# ndiswrapper, iwconfig and wireless extensions

## m0rd0

I've been battling with my Acer Aspire 1522 WLMi for some time now, originally installing the Gentoo 2005 64bit release only to find it causing too many problems with wireless cards and bespoke software I have to run.  So I decided to move to 32bit.  I'm running the latest 2005.1 build and I've hit a wall in trying to resolve a wireless issue once again.

The 'net gateway here is running a custom build of linux and has a prism based wireless card acting as an access point for all wireless devices.  It works fine as I can boot my laptop into WindowsXP and surf away.  I downloaded the latest 32bit drives from the acer support site for my laptop, installed ndiswapper and thats about as far as I've got.  For some reason whenever I ask iwlist to scan using device wlan0 it comes back with no scan results.  I can see the cards found using lspci and I've set the wireless card to always be on during boot up, so the system discovers it nice and early.

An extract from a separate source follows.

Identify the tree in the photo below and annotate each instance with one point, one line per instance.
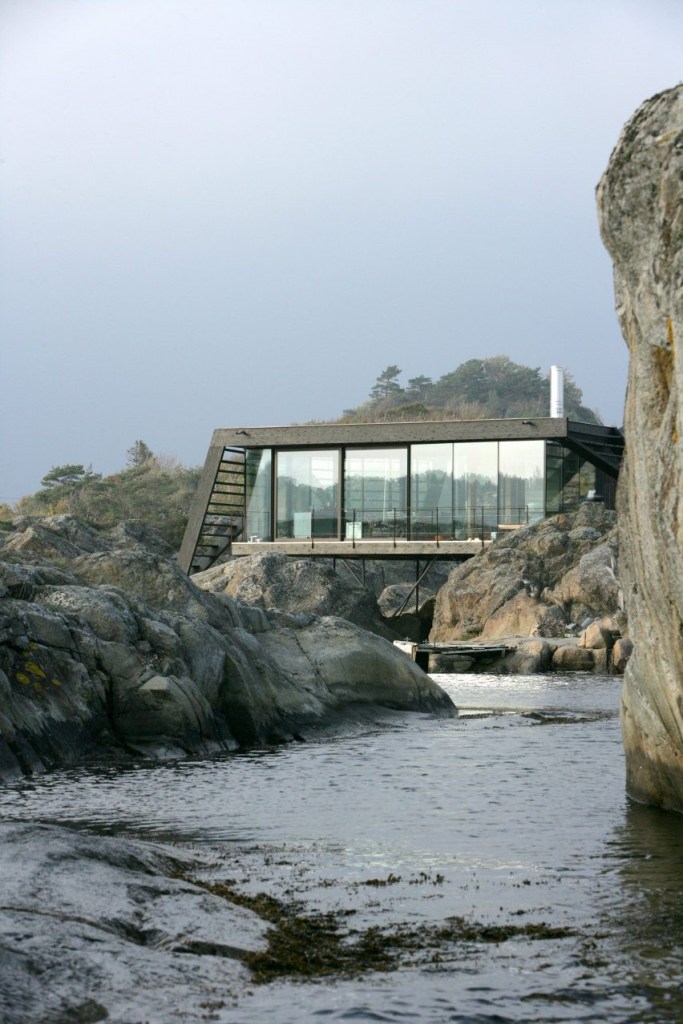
(386, 385)
(418, 387)
(59, 475)
(138, 454)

After surfing the forums and googling the days away I can't think of anything else to try.  So far I've tried different versions of drivers, updated portage and re-emerged wireless-tools and ndiswrapper.  Any advice would be very welcome.  Rather than posting all my ifconfig, iwconfig, and dmesg entries I'll just say that the card is found when checking dmesg, I can change the Mode of the wireless card in iwconfig and I can bring the device up and down in ifconfig.  If anyone does want to see specifics, let me know.

I don't think its the cause of the issue but when I run iwlist wlan0 scan it throws up a warning about wlan0 recommending version 18 of Wireless Extension but has been compiled with version 17.  Anyone know what to do about this?

Thanks in advance!

- Nate

----------

## kabage

Did you do the /etc/conf.d/wireless ?   If not do that there may be a conflict there including, (in the wireless.example some documentation on how some wifi's need to scan in Ad-hoc mode before going managed) any way check it out.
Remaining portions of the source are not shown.